Advanced reinforcement learning algorithm for precise car navigation and parking

This project focuses on applying advanced reinforcement learning (RL) algorithm, such as TD3, to a realistic modern problem: autonomous car parking. I developed a custom parking lot environment, incorporating sensors and physics-based interactions to simulate a highly realistic scenario. The use of advanced RL algorithm proved effective, as the agent demonstrated significant progress in learning within just a few episodes. In contrast, basic RL algorithms required significantly more episodes—up to ten times as many—to achieve a comparable level of learning.

I worked on this as a part of our course project for CS5180 - Reinforcement Learning and Sequential Decision Making (Fall 2024) at Northeastern University, Boston.

The Environment

The elements of the parking lots were created using Unity's built-in tools. For the cars, ready-made models from the “Low Poly Soviet Cars Pack” were used.

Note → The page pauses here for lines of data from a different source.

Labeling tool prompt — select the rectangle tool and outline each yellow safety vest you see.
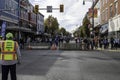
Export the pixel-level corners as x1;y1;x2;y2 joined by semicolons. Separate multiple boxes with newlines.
0;40;17;60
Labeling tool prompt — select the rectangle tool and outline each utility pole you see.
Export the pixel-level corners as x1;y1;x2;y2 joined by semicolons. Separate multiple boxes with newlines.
34;4;64;13
18;0;20;43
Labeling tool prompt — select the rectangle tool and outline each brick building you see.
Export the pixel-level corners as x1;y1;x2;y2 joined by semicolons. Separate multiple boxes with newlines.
100;0;120;38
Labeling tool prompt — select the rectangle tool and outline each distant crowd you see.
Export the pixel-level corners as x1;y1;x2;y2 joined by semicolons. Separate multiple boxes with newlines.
18;36;120;50
74;36;120;50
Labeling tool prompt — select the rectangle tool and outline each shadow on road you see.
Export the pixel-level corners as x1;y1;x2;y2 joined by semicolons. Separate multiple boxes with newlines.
0;50;63;76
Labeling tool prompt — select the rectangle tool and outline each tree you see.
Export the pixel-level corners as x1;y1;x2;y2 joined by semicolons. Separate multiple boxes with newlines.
80;26;85;38
82;16;90;37
59;27;66;36
73;25;86;38
44;15;59;36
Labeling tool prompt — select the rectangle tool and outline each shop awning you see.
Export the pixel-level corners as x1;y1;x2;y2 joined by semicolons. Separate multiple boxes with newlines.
5;26;35;34
100;23;108;34
101;28;108;33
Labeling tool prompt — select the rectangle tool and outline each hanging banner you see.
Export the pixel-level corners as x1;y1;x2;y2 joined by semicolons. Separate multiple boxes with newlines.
94;8;98;18
88;8;98;18
1;21;7;38
88;8;93;18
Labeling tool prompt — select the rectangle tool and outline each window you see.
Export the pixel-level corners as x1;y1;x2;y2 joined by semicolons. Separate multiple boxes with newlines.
5;0;10;9
114;1;118;16
106;9;108;21
110;5;112;17
101;13;103;23
103;0;104;6
105;0;107;3
100;0;102;8
5;0;18;16
103;11;105;21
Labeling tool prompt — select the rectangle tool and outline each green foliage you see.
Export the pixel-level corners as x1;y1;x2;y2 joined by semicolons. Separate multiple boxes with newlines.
73;16;90;38
44;15;59;36
59;27;66;35
82;16;90;37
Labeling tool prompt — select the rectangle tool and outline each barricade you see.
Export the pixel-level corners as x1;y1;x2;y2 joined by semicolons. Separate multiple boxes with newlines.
59;43;83;50
24;43;51;50
51;44;57;50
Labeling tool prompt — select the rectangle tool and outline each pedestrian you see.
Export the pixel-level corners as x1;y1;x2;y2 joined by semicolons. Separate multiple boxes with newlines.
0;36;4;59
20;38;24;49
99;38;103;49
114;37;119;50
0;36;4;43
90;38;94;50
110;37;114;49
0;32;21;80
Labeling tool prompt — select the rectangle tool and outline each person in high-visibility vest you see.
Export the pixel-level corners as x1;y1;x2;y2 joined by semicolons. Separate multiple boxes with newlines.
0;32;21;80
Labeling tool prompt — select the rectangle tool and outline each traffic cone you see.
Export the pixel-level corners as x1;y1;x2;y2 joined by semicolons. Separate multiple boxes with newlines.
28;44;32;50
51;44;57;50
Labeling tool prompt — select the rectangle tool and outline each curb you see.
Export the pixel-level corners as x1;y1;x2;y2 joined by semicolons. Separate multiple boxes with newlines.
97;48;120;52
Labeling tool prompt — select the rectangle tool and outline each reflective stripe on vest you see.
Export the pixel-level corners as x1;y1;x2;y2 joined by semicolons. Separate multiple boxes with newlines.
1;54;17;60
0;40;17;60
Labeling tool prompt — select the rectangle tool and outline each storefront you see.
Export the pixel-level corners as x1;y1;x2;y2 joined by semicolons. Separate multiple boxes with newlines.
0;0;19;40
109;15;120;38
100;23;108;38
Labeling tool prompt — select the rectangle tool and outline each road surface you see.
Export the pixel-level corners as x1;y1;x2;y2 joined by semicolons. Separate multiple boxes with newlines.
0;50;120;80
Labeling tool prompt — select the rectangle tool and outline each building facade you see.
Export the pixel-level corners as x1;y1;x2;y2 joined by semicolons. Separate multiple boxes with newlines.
100;0;120;38
0;0;19;39
0;0;44;42
19;0;30;42
92;0;101;37
87;0;100;37
27;3;37;41
36;12;44;35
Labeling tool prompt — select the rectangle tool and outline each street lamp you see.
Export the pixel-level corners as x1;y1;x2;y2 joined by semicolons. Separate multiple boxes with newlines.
83;0;95;38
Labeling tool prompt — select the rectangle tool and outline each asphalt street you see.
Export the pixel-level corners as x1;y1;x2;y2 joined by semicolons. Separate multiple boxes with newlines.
0;50;120;80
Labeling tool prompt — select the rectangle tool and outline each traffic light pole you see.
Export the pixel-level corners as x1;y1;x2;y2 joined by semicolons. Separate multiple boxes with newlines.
92;0;94;38
18;0;20;44
34;4;64;13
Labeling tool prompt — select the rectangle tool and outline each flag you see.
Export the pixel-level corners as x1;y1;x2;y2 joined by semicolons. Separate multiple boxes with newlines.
88;8;98;18
94;8;98;18
88;8;93;18
1;21;7;38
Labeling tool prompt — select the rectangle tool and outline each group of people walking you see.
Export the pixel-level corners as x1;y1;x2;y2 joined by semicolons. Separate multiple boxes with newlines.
75;36;120;50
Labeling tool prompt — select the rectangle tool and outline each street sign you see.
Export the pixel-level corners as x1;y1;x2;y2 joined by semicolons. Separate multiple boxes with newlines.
47;6;52;12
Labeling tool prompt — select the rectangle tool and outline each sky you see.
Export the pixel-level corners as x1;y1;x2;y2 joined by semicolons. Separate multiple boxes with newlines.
29;0;92;33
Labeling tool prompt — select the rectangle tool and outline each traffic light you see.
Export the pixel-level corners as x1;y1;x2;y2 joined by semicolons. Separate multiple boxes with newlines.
60;4;64;12
83;1;85;5
34;5;39;13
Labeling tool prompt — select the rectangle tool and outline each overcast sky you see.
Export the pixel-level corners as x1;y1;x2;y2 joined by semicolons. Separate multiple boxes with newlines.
29;0;92;33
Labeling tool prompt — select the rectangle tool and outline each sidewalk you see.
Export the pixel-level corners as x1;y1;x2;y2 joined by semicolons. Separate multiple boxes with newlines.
97;47;120;52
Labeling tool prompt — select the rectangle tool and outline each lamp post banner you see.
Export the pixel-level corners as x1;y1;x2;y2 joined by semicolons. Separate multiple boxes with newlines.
88;8;97;18
1;21;7;37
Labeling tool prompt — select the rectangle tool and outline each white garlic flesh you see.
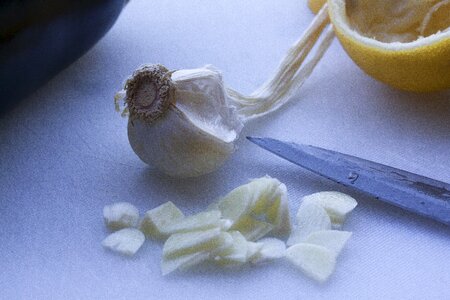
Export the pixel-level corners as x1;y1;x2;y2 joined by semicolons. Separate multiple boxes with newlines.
304;230;352;256
216;175;291;240
161;251;211;275
214;231;250;267
102;228;145;256
140;201;184;240
103;202;139;231
250;238;286;264
162;227;226;259
287;201;331;246
302;191;358;228
285;243;337;283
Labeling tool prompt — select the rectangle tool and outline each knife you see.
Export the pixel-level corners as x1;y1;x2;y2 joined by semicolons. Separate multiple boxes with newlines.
247;136;450;226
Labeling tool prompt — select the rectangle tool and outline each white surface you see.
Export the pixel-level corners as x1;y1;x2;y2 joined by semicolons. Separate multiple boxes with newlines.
1;0;449;299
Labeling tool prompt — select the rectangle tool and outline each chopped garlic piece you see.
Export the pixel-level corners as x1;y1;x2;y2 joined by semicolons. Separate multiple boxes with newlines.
248;176;283;214
163;228;224;259
103;202;139;231
162;251;210;275
232;216;274;241
162;231;233;275
140;201;184;240
163;210;222;235
285;243;336;283
246;241;264;261
217;184;253;226
214;231;249;267
251;238;286;264
266;183;291;237
305;230;352;256
302;191;357;227
217;176;291;240
219;219;233;231
101;228;145;256
209;232;234;257
287;202;331;246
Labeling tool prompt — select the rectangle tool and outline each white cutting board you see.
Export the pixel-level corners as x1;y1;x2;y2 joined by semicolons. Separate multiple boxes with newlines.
1;1;449;299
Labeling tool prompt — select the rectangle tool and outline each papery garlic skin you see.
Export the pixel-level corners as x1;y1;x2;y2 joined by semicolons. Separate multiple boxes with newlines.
171;66;242;143
125;65;243;178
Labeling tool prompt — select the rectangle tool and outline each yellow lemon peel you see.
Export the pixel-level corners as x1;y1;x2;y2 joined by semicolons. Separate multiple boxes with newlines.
308;0;450;92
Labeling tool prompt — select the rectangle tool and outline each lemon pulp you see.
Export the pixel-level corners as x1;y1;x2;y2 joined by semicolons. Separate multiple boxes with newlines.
327;0;450;92
346;0;450;43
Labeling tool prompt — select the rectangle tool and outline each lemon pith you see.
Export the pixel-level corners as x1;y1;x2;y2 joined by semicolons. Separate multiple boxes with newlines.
326;0;450;92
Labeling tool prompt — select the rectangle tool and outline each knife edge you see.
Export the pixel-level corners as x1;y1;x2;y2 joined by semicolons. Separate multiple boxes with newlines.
247;136;450;226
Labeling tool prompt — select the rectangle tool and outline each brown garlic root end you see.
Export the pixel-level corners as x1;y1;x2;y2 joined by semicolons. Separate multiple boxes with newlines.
125;64;176;123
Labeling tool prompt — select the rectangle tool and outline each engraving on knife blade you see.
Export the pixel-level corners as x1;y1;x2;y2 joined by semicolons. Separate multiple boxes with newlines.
347;172;359;184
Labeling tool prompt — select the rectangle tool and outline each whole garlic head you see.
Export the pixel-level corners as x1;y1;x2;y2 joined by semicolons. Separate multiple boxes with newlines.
121;64;243;178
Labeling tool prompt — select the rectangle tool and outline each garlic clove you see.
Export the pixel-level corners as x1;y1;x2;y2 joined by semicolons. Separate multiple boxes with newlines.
214;231;249;267
103;202;140;231
287;201;331;246
162;231;233;275
162;227;224;259
140;201;184;240
246;241;264;261
161;251;211;275
247;176;283;213
231;215;274;241
162;210;222;235
250;238;286;264
302;191;357;228
128;107;236;178
217;184;254;226
265;183;291;237
216;176;291;237
304;230;352;256
219;219;233;231
124;65;243;178
101;228;145;256
285;243;337;283
209;231;235;257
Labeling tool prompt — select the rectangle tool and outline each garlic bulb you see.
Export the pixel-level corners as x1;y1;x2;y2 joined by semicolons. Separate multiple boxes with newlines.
115;7;334;177
117;64;243;177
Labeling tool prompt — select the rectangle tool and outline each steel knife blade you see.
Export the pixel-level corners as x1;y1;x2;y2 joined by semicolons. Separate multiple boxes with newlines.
247;136;450;226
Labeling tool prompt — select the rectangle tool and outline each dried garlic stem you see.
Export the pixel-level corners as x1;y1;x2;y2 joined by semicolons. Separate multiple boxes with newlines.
121;64;175;123
228;4;334;122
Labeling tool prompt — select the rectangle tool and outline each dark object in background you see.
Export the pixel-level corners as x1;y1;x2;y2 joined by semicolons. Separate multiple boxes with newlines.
0;0;128;112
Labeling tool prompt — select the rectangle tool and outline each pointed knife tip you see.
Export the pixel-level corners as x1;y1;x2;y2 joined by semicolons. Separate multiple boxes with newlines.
246;136;269;146
246;136;260;143
246;136;269;142
247;136;283;149
246;136;286;156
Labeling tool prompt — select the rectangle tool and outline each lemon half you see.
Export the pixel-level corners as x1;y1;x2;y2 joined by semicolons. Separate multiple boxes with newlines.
312;0;450;92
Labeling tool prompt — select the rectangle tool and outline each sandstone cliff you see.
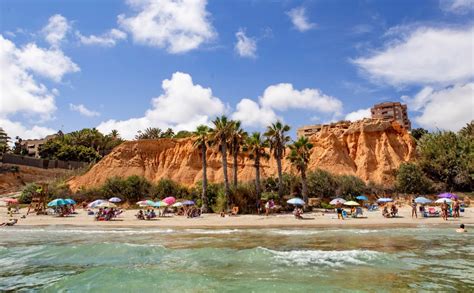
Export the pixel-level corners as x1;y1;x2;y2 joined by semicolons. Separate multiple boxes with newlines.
68;119;416;191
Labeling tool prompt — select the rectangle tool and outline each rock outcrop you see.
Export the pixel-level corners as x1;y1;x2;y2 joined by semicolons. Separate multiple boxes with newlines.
68;119;416;191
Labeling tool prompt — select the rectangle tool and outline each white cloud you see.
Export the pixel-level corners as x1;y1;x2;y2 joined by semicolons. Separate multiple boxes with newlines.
70;104;100;117
440;0;474;14
287;7;316;32
0;118;56;140
353;26;474;86
260;83;343;115
405;83;474;131
118;0;216;53
15;43;79;82
77;29;127;47
97;72;225;139
345;108;371;122
231;99;279;128
401;86;434;111
42;14;71;48
234;29;257;58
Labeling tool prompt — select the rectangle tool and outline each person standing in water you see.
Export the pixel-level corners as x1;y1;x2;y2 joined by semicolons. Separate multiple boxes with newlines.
411;199;417;218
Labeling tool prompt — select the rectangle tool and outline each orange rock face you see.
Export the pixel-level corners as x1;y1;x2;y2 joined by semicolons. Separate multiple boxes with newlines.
68;119;416;191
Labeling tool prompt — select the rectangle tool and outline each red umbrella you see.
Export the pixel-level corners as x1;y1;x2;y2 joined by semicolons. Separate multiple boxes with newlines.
162;197;176;205
2;198;19;204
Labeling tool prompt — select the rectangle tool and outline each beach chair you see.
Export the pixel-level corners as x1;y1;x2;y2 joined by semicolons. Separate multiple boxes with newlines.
352;207;363;218
342;210;348;218
424;207;439;217
368;204;378;211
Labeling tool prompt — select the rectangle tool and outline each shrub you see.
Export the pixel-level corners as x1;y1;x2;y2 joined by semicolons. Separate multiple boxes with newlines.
336;175;367;199
150;178;189;200
212;188;227;213
396;163;433;194
230;183;257;214
307;169;338;199
19;183;40;204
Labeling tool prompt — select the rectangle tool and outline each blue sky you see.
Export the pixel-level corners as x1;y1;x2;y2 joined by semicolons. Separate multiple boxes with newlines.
1;0;473;139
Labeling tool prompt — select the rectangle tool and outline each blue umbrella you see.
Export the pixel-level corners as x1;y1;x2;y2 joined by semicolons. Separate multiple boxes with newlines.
376;198;393;203
182;200;195;206
415;197;432;204
88;199;107;208
356;195;368;201
287;198;305;206
109;197;122;203
64;198;76;205
48;199;66;207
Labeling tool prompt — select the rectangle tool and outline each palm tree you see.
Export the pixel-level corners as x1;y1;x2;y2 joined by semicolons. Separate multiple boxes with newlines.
264;121;291;199
210;115;233;209
135;127;162;140
246;132;270;202
459;120;474;137
110;129;120;140
287;136;313;203
161;128;175;138
228;121;247;187
193;125;211;213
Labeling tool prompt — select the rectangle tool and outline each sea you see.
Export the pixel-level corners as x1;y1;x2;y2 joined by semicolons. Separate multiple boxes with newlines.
0;226;472;292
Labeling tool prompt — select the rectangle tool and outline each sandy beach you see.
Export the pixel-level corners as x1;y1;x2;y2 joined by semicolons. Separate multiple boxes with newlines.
2;206;473;229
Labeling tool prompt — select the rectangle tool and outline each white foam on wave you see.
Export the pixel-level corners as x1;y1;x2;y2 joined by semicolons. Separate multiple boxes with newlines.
184;229;241;235
2;228;175;235
260;247;384;268
268;230;321;236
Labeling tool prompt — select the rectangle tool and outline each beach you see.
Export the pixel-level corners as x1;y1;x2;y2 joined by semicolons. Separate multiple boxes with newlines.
2;206;473;228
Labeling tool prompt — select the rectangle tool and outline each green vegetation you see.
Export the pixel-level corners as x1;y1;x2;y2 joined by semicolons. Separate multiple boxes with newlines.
287;136;313;203
307;169;338;199
193;125;212;212
39;128;123;163
245;132;270;201
265;121;291;199
0;127;10;154
396;163;432;194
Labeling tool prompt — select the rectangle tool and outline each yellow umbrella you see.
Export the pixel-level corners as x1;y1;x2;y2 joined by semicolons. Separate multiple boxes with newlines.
344;201;360;206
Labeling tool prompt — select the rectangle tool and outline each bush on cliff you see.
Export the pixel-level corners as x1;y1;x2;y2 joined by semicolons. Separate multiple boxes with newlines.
396;163;433;194
307;169;339;199
336;175;367;199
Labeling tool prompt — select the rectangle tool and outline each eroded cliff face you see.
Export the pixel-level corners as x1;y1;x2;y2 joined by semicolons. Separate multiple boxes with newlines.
68;119;416;191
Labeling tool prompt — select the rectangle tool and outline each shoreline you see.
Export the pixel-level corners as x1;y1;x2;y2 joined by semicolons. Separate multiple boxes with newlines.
2;206;473;230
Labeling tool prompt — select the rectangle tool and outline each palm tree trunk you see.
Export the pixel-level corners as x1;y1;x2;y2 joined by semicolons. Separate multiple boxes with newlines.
201;143;209;213
276;148;283;199
255;154;261;198
221;138;230;210
301;168;308;203
233;145;238;187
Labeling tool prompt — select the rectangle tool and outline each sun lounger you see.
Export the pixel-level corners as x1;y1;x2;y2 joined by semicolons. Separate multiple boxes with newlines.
423;207;440;217
352;207;363;218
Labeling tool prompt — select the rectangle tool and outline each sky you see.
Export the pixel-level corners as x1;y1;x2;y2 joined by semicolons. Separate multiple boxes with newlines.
0;0;473;140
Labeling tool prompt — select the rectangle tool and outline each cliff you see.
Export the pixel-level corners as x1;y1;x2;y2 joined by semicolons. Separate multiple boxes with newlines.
68;119;416;191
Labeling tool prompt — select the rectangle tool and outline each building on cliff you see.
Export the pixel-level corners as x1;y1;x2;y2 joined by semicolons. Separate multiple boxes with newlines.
371;102;411;130
296;121;351;138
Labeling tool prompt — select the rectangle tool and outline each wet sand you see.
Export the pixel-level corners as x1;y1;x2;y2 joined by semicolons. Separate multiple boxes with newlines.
1;206;473;229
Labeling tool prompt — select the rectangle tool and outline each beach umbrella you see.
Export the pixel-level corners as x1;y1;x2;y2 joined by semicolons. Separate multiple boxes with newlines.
414;197;432;204
330;198;346;205
437;193;458;199
87;199;107;208
376;198;393;203
97;202;117;208
435;198;452;204
109;197;122;203
137;200;154;207
153;201;169;208
287;198;305;206
2;198;19;204
355;195;368;201
182;200;195;206
47;198;66;207
172;202;183;207
162;197;176;205
344;201;360;206
64;198;76;205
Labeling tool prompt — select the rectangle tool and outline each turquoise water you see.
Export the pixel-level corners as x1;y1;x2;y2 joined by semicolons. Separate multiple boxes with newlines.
0;226;472;292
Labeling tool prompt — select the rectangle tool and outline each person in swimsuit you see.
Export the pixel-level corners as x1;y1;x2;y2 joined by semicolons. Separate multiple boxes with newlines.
411;199;417;218
441;201;448;221
456;224;467;233
453;199;460;218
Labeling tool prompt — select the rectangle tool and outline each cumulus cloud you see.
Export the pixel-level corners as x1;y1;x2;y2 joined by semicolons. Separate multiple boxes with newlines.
345;108;371;122
97;72;225;139
403;83;474;131
260;83;343;115
234;29;257;58
231;99;279;128
0;118;56;140
70;104;100;117
42;14;71;48
439;0;474;14
77;29;127;47
353;25;474;86
287;7;316;32
118;0;216;53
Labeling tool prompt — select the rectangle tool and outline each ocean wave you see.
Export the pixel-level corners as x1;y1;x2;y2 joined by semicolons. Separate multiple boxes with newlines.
2;228;175;235
183;229;241;235
259;247;386;268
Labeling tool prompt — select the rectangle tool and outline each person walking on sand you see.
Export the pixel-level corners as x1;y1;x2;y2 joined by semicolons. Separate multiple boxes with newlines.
411;199;417;218
441;200;448;221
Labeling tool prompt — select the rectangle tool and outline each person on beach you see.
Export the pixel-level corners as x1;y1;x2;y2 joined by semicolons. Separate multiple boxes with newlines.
453;199;460;218
0;219;18;226
382;206;390;218
390;204;398;217
336;206;344;220
456;224;467;233
441;201;448;221
411;199;417;218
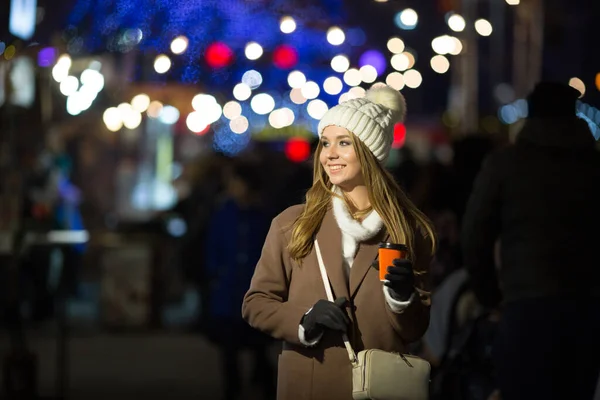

The parking lot environment is designed to include walls, parking lines, and designated parking spots. At the start of each episode, the car is placed at a random position and orientation in a large area outside the parking lot. To facilitate spatial awareness, the car is equipped with a Ray Perception Sensor mounted on top, which emits 50 rays in a 360-degree pattern. The environment consists of 12 parking spots, with 11 spots randomly occupied by parked cars, leaving one spot empty. The agent's objective is to identify and park in the empty spot during each episode.

Agent training

The CarAgent begins each episode at a random position and orientation, introducing sufficient stochasticity to encourage exploration and learning across a diverse range of scenarios. Based on the rewards received at each step, the agent learns to navigate toward the empty parking spot using the specified reinforcement learning algorithm, optimizing its approach to achieve the task in the most efficient manner possible.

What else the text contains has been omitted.